"Never doubt that a small group of thoughtful, committed citizens can change the world; indeed, it's the only thing that ever has."
-- Margaret Mead
I often spend my Friday columns venting about the latest computer security failure and how all the new evolving solutions will do little to protect us in the long run. But I have to give credit where credit is due, even when it comes from unexpected places.
Taking down spam-producing malware
It appears that a single security company and a technology columnist for The Washington Post has succeeded in bringing down worldwide spam rates 75% or more. No single event has ever accomplished what Brian Krebs and security firm Security Fix did nearly two weeks ago.
In a nutshell, Security Fix (among other computer security firms) had long known that a single Internet hosting company, McColo, based in California, was responsible for hosting a large amount of spam-producing malware and their controlling servers. Questionable hosting companies often claim ignorance when confronted with the facts, and so, too, did McColo.
But Security Fix and Krebs pulled a reverse denial-of-service (DoS) attack, using a DoS attacker's favorite technique against the bad guys. Often when a DoS attacker starts flooding a target Web site, the victim will respond by implementing anti-DoS equipment or services, to drop the illegitimate packets. The attacker will respond by attacking the Web site's hosting company, and if that fails, attack all the upstream Internet pipes. The idea is to cause so much pain that the upstream neighbors call uncle and force the victim down to rescue all the other unintended Web sites. "Sorry about your bad luck," they say.

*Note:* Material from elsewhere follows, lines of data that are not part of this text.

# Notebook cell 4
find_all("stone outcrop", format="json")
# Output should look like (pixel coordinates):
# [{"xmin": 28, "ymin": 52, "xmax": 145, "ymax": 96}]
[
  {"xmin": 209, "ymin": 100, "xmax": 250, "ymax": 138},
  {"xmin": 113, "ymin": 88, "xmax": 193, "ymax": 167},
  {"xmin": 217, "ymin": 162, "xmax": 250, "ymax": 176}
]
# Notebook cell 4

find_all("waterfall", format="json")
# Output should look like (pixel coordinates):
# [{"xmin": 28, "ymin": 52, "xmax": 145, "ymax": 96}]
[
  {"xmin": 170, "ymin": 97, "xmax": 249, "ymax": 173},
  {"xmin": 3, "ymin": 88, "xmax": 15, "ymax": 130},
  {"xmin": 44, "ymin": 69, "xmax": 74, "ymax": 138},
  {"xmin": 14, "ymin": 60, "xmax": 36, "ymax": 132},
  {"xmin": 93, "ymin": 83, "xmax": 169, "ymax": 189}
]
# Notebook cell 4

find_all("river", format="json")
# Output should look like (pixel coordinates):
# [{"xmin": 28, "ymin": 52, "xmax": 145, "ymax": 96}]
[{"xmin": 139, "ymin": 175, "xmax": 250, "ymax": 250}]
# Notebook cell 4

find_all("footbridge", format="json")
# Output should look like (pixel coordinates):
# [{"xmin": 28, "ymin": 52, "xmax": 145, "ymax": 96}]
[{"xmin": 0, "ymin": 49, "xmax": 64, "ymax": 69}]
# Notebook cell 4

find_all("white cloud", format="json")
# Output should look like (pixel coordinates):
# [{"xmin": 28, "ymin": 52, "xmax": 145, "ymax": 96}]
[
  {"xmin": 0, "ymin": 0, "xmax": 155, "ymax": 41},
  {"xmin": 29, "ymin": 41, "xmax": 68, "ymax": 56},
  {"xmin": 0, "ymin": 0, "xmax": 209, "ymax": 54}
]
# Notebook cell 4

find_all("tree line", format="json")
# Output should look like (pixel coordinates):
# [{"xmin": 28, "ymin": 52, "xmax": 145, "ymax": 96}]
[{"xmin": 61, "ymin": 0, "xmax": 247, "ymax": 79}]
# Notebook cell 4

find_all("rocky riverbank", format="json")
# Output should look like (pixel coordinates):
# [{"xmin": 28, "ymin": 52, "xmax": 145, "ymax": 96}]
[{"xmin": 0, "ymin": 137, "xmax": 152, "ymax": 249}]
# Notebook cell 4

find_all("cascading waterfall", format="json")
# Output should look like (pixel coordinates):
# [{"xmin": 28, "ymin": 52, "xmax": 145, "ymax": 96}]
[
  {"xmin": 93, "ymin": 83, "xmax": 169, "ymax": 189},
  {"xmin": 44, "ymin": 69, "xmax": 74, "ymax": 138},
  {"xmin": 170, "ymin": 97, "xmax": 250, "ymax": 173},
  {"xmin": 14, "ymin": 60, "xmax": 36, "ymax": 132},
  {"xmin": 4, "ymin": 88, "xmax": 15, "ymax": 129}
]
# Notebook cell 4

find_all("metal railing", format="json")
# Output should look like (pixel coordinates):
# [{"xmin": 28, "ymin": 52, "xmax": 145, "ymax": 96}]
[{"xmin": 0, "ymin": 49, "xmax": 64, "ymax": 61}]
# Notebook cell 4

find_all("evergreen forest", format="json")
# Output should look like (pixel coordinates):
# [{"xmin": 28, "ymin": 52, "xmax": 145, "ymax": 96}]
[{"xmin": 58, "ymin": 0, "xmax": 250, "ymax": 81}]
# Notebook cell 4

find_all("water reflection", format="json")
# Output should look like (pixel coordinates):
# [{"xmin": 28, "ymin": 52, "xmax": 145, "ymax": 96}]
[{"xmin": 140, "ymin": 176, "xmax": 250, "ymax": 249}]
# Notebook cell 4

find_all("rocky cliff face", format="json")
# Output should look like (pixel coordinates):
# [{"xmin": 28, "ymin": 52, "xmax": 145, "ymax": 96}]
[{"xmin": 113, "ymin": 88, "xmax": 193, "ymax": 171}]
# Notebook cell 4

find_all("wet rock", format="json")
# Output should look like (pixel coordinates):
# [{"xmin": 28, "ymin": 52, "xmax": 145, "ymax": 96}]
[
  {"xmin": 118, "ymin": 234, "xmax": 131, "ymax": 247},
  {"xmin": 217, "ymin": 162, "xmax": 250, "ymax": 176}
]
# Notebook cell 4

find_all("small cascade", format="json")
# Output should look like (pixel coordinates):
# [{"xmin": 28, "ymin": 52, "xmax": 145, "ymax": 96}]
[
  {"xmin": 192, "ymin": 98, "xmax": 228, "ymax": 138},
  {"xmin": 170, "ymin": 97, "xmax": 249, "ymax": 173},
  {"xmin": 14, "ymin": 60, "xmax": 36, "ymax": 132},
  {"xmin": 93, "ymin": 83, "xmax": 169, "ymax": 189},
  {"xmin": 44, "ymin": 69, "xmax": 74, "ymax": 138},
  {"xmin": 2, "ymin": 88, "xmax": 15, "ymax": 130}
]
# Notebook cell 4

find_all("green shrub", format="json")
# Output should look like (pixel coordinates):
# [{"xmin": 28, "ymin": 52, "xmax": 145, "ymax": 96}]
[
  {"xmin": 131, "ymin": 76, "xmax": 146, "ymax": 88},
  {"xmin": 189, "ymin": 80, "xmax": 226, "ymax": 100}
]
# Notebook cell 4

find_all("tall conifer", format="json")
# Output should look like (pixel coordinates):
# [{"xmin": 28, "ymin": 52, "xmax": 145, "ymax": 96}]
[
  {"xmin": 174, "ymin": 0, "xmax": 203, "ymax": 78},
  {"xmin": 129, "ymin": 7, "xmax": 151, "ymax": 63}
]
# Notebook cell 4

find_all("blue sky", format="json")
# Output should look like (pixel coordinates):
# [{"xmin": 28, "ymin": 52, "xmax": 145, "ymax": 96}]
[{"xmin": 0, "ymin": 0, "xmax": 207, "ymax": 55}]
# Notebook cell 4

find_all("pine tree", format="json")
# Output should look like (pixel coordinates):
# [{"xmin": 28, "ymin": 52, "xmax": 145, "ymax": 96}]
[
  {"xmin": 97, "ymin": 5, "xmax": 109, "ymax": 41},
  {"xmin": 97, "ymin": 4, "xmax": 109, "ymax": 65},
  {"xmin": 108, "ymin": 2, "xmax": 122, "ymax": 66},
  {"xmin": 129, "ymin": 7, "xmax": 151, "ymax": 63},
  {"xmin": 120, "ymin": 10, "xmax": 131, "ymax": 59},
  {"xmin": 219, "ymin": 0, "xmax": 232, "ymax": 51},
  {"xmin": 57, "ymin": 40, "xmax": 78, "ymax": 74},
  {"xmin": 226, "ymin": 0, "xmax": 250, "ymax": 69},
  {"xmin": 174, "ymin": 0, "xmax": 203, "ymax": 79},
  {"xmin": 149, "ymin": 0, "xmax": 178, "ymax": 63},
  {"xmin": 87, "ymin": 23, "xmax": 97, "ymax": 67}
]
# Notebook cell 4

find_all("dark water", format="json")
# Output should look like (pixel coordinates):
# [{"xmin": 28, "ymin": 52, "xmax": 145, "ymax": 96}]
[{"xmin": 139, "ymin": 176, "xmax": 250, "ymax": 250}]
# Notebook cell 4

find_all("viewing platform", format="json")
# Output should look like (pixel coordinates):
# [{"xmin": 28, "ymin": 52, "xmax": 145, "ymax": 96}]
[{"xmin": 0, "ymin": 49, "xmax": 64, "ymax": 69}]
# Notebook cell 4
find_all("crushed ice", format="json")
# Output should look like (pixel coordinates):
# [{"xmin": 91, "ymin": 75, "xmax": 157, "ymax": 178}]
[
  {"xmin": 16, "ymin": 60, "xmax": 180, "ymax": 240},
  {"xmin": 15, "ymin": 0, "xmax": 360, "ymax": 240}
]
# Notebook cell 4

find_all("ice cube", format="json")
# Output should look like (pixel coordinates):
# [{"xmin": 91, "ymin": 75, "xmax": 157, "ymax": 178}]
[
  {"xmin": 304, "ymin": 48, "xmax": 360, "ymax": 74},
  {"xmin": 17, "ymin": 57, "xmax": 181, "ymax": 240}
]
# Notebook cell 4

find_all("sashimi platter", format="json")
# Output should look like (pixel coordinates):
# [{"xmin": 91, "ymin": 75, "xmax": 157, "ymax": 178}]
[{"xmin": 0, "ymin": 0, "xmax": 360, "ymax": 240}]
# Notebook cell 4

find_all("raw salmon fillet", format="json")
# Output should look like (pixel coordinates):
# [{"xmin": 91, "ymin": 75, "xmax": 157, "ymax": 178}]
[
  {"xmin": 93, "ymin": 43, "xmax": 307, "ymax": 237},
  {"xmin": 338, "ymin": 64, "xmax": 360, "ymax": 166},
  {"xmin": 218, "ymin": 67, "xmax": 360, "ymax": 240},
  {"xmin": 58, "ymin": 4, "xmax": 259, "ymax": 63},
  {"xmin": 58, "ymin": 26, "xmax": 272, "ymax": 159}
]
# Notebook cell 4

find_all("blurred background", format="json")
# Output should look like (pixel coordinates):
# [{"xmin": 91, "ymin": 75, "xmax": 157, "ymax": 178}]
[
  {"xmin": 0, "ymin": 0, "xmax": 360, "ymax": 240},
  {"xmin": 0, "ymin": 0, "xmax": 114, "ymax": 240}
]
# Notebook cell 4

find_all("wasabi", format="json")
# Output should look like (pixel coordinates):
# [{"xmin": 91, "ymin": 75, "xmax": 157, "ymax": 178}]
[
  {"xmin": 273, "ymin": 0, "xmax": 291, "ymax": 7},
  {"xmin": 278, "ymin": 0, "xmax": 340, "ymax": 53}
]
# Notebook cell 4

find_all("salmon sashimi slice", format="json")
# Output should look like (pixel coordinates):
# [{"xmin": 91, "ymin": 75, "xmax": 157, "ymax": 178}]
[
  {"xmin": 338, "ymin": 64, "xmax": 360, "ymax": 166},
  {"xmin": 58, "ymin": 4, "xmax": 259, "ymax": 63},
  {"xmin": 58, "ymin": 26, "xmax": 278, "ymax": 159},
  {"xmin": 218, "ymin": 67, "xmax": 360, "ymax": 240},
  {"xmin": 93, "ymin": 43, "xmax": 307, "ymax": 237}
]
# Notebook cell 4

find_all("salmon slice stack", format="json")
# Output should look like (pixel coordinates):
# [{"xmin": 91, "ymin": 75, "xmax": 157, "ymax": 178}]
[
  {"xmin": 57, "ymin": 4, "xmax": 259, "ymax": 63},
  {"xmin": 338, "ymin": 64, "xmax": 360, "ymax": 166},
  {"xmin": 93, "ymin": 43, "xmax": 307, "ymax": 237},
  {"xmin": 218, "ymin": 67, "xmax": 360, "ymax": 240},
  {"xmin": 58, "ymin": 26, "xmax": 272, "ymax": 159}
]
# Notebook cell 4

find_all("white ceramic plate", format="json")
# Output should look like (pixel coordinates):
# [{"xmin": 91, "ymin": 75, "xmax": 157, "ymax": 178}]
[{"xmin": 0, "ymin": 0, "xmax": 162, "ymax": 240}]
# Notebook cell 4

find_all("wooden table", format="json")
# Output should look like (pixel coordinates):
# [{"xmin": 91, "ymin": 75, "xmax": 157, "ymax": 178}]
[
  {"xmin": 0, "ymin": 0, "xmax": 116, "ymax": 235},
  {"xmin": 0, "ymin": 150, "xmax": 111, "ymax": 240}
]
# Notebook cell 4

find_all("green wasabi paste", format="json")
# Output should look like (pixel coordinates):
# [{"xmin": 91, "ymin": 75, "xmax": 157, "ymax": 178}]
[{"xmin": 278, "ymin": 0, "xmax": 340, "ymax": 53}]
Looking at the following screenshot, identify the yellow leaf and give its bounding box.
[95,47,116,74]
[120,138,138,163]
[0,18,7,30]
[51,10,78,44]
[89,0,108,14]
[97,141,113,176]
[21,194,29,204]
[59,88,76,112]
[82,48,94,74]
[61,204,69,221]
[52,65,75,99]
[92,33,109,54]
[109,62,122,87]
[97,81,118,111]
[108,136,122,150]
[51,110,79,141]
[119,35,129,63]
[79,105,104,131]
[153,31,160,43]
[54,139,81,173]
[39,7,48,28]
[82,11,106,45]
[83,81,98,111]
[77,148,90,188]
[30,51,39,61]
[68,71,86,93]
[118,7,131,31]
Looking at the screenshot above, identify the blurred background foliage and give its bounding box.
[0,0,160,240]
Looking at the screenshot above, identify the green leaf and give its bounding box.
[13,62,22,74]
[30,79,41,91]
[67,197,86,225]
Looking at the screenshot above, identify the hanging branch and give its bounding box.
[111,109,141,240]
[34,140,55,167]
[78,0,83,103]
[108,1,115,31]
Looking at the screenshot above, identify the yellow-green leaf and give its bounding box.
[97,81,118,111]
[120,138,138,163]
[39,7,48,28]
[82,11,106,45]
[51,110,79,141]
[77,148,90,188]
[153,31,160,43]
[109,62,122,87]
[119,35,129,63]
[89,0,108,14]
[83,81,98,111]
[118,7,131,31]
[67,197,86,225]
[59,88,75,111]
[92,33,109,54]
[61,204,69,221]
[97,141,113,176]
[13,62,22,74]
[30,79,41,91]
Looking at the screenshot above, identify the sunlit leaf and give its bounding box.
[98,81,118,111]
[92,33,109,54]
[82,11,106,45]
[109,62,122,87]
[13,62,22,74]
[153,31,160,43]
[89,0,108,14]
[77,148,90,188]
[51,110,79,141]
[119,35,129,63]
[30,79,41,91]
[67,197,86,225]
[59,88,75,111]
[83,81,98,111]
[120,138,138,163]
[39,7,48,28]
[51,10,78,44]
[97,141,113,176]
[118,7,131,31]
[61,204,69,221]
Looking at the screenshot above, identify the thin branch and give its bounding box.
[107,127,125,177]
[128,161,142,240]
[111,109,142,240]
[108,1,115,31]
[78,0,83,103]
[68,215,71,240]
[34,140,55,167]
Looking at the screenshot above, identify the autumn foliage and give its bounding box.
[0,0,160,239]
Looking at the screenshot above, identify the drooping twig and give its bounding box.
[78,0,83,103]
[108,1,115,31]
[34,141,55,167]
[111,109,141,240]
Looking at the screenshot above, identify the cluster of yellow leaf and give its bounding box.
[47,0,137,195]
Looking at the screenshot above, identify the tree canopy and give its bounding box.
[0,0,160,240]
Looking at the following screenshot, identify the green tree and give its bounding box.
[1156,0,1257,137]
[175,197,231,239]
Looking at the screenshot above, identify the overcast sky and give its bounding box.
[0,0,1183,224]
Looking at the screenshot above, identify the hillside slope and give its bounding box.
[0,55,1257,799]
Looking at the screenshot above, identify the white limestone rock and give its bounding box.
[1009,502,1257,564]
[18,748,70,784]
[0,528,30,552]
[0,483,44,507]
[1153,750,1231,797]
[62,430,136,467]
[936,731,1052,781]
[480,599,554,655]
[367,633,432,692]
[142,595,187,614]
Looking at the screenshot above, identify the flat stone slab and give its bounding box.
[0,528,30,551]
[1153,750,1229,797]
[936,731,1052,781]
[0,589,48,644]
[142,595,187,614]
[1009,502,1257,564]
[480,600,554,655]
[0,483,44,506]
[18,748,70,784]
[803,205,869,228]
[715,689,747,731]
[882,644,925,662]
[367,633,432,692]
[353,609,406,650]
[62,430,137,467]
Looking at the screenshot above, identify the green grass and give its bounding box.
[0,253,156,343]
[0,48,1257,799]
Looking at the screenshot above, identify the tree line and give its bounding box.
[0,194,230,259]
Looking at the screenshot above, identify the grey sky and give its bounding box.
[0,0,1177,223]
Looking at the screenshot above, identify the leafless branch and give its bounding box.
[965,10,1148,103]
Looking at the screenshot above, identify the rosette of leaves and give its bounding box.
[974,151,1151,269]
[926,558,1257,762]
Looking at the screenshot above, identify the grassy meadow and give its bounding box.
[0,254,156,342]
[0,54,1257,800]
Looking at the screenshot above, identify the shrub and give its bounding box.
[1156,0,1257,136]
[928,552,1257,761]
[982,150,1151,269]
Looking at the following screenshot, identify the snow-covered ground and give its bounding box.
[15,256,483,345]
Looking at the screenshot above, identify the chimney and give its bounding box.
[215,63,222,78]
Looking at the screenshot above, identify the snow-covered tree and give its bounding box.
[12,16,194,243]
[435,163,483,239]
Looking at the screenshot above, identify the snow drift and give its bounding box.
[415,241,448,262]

In this case, the good guys contacted McColo's upstream Internet neighbors and explained the situation. One of the providers immediately disconnected McColo. The other hemmed and hawed a bit, but under public pressure and the threat of unfavorable media exposure courtesy of The Washington Post, eventually responded. Poof! And just like that www.mccolo.com was no longer on the Internet.
In one sudden, unexpected moment, 75% of the world's spam went away. And stayed away. The world noticed. It was that big.